Paolo ya está muerto, pero en Milán aún vive gran parte del universo que aceptó a una piedrecita errante como yo. Pero ahora me siento extraño ahí, como si yo fuera un bárbaro, como los demás, que llegan a una tierra para mearse en ella. A lo mejor sí que tendremos que dejar de viajar y mantener el recuerdo de Milán y otras ciudades a resguardo del low cost y de esta estética y ética consumista, quilla y reggaetonera que ha invadido el mundo con la ferocidad de una tribu de bárbaros iletrada, antropófaga y vacía de alma. No sé si, como escribió el poeta William Wordsworth en su Oda a la inmortalidad, la belleza subsiste siempre en el recuerdo, pero cuesta mantenerla viva en un mundo alérgico a la memoria.

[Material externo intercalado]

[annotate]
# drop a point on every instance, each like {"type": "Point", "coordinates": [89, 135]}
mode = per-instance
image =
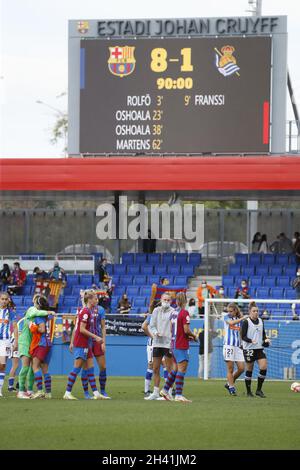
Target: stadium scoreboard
{"type": "Point", "coordinates": [174, 95]}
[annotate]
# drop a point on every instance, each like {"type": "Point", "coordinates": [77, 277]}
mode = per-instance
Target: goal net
{"type": "Point", "coordinates": [282, 325]}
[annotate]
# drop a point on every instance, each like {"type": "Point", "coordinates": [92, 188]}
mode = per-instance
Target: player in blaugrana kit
{"type": "Point", "coordinates": [80, 344]}
{"type": "Point", "coordinates": [232, 351]}
{"type": "Point", "coordinates": [7, 317]}
{"type": "Point", "coordinates": [181, 335]}
{"type": "Point", "coordinates": [97, 326]}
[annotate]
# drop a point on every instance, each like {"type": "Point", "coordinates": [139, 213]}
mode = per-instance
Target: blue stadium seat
{"type": "Point", "coordinates": [154, 258]}
{"type": "Point", "coordinates": [187, 270]}
{"type": "Point", "coordinates": [262, 270]}
{"type": "Point", "coordinates": [73, 280]}
{"type": "Point", "coordinates": [119, 290]}
{"type": "Point", "coordinates": [115, 279]}
{"type": "Point", "coordinates": [290, 271]}
{"type": "Point", "coordinates": [147, 269]}
{"type": "Point", "coordinates": [181, 258]}
{"type": "Point", "coordinates": [86, 279]}
{"type": "Point", "coordinates": [135, 310]}
{"type": "Point", "coordinates": [180, 281]}
{"type": "Point", "coordinates": [241, 258]}
{"type": "Point", "coordinates": [67, 290]}
{"type": "Point", "coordinates": [248, 270]}
{"type": "Point", "coordinates": [133, 269]}
{"type": "Point", "coordinates": [195, 259]}
{"type": "Point", "coordinates": [161, 269]}
{"type": "Point", "coordinates": [276, 270]}
{"type": "Point", "coordinates": [27, 300]}
{"type": "Point", "coordinates": [252, 292]}
{"type": "Point", "coordinates": [128, 258]}
{"type": "Point", "coordinates": [27, 290]}
{"type": "Point", "coordinates": [228, 281]}
{"type": "Point", "coordinates": [256, 281]}
{"type": "Point", "coordinates": [277, 312]}
{"type": "Point", "coordinates": [268, 259]}
{"type": "Point", "coordinates": [132, 291]}
{"type": "Point", "coordinates": [75, 290]}
{"type": "Point", "coordinates": [230, 292]}
{"type": "Point", "coordinates": [120, 269]}
{"type": "Point", "coordinates": [126, 280]}
{"type": "Point", "coordinates": [282, 259]}
{"type": "Point", "coordinates": [254, 258]}
{"type": "Point", "coordinates": [110, 269]}
{"type": "Point", "coordinates": [167, 258]}
{"type": "Point", "coordinates": [70, 301]}
{"type": "Point", "coordinates": [234, 270]}
{"type": "Point", "coordinates": [145, 291]}
{"type": "Point", "coordinates": [262, 292]}
{"type": "Point", "coordinates": [238, 280]}
{"type": "Point", "coordinates": [283, 281]}
{"type": "Point", "coordinates": [174, 269]}
{"type": "Point", "coordinates": [141, 258]}
{"type": "Point", "coordinates": [270, 281]}
{"type": "Point", "coordinates": [139, 301]}
{"type": "Point", "coordinates": [277, 293]}
{"type": "Point", "coordinates": [18, 300]}
{"type": "Point", "coordinates": [289, 293]}
{"type": "Point", "coordinates": [140, 280]}
{"type": "Point", "coordinates": [153, 279]}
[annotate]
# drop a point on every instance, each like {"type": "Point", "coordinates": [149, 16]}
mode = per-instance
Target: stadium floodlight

Hace unos años, vine a Milán con mi hijo mayor, y ahora he vuelto con Meri, mi pareja. Y pensaba, cuando la vida de mi hijo Marc empezaba a ser una firme esperanza de futuro, que el niño vendría conmigo y pasearía por los jardines públicos Indro Montanelli, acariciado amorosamente por su también familia italiana Girone Daloli. Soñar es gratuito. Pero el sábado por la noche, en una cena celebrada en casa de Piero y Francesca, junto con Meri, Marcello, Patrick y Alessandra, hablamos de él como se habla de los vivos. Hoy es su cumpleaños y le canto un verso de "Piazza grande", la canción de Lucio Dalla, que dice: e se la vita non ha sogni io li ho e te li do.